Yup Bob, I must be a pussy. Yup, I have no idea what happens after you retire, but I will cross that bridge when I come to it. There are few retired guys on this forum who do not share your opinion. Now, I guess that the majority of the cops who post on this forum must be pussies as well because they do not share your warped opinion. You posted your thread about an article that you have read in the Brockton Local paper. You have not even properly read the article as it is evident when you reffered to the accused firefighter by the name of O'Rourke. Guess your vast years in the BCI did not teach you to pay attention to detail. Yes, I went Alpha Male on you as you put it. But are we not all Alpha in this line of work? Well, may be not you. Once again, I have kind of looked over the collection of your various posts in various on-line forums. I will place your age between 45 and 55, and your retirement as of about 6 to 10 years ago. Did you retire due to age? Were you forced to go? Was it an injury? Was it a family issue? No matter really, you have to do what is right for you and yours. I guess you could call it a clique here but it is so much, much more then that. We are here for entertinment, we are here to vent, and we are here to have a good time. We are also here because we are like-minded. You come here for a reason too, but I question your motives. Your history here shows that you ARE a shit stirrer. If you don't agree with it, so be it. You think that you are trying to post your opinion, but let us all face it, we don't really care for what you have to say, or how you say it. I take your comments in you PM as a call-out to me. You want to meet me at a next M & G? Sorry to tell you that I have yet to attend one. I have not gone to one not because I did not want to, but simply because my work and home schedule have not allowed it. MC Meet & Greets are not a secret. They are posted here on line. Feel free to attend to meet the membership, may be you can tell us some of your BCI war stories. I for one would love to hear them. I just love all of that Crime Scene shit. Now, if you would like to meet me I suppose it could be arranged.

Lastly,



> *Take due notice thereof and govern yourself accordingly*.

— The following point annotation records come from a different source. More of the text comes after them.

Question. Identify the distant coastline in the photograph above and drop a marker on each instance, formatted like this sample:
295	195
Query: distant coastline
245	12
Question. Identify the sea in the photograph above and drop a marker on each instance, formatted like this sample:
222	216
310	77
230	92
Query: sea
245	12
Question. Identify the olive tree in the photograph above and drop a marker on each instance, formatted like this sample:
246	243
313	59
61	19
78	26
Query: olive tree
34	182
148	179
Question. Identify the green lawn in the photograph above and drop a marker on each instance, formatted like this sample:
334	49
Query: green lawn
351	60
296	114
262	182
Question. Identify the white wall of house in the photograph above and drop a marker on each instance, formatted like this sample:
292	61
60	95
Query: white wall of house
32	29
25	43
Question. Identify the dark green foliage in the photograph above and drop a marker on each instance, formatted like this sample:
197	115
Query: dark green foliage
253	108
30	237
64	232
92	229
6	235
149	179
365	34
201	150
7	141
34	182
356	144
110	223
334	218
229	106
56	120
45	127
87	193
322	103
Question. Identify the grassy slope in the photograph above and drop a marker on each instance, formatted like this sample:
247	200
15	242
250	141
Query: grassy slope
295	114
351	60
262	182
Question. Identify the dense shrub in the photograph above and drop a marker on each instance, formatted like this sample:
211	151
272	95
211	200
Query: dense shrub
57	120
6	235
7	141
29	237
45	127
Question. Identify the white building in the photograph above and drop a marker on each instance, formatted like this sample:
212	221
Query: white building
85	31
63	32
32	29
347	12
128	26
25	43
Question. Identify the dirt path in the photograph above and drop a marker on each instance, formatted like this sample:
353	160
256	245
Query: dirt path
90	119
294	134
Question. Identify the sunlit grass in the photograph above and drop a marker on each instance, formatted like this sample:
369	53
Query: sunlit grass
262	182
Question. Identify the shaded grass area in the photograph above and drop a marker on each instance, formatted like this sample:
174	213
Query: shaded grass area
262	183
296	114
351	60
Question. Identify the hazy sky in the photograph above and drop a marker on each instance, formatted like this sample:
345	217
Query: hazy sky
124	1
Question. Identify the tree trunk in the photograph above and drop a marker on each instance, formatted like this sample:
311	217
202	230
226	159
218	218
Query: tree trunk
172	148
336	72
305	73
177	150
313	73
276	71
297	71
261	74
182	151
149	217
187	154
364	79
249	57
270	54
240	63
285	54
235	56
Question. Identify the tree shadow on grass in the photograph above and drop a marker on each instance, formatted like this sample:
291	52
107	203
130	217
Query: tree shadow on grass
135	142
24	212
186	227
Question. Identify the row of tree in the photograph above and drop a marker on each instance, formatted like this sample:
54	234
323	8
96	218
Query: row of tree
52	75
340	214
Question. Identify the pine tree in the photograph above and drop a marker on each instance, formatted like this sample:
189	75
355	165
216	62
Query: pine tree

Interesting choice of words. Some who post here, may catch the meaning. I know I did. Which makes me wonder_* from whence you came*_?

If I am right, then I will expect a PM with an answer to that particular question. Oh, don't worry, I will not post _*THAT ANSWER*_


----------



## kwflatbed (Dec 29, 2004)

V from people that know him he is nothing but a nut case that was forced into retirement.


----------



## Deuce (Sep 27, 2003)

Oh my, BeeCeeEye Boob is scarey.. I think I'll grab my blankey and hide....


----------



## 263FPD (Oct 29, 2004)

Then may be sombody ought to up his meds. Seems like he is bitter about it.


----------



## niteowl1970 (Jul 7, 2009)

263FPD said:


> Then may be sombody ought to up his meds. Seems like he is bitter about it.


I've seen people like that before. First he trolls Masscops and next thing he's harassing people at Shoppers World.


----------



## Usa8235 (May 20, 2010)

what a pathetic toad...why are they always bob?! what about bob!


----------



## niteowl1970 (Jul 7, 2009)

I'm calling shenanigans on Bob. I think the BCI stands for this fine company.

Welcome to BCI Security

This could be Bob himself


----------



## Tuna (Jun 1, 2006)

This thread is heading into the toilet. We have a dilusional semiwhacker calling out a very respected member, FOR WHAT, calling like he sees it. Close it down before Bob has a fullblown homosexual meltdown. Thank you


----------



## CJIS (Mar 12, 2005)

niteowl1970 said:


> I'm calling shenanigans on Bob. I think the BCI stands for this fine company.
> 
> Welcome to BCI Security
> 
> This could be Bob himself


Hmmm maybe...

I know and have worked with a lot of the Plymouth County BCI guys and most of them are good guys.


----------



## 263FPD (Oct 29, 2004)

Yeah, this thread is done.


----------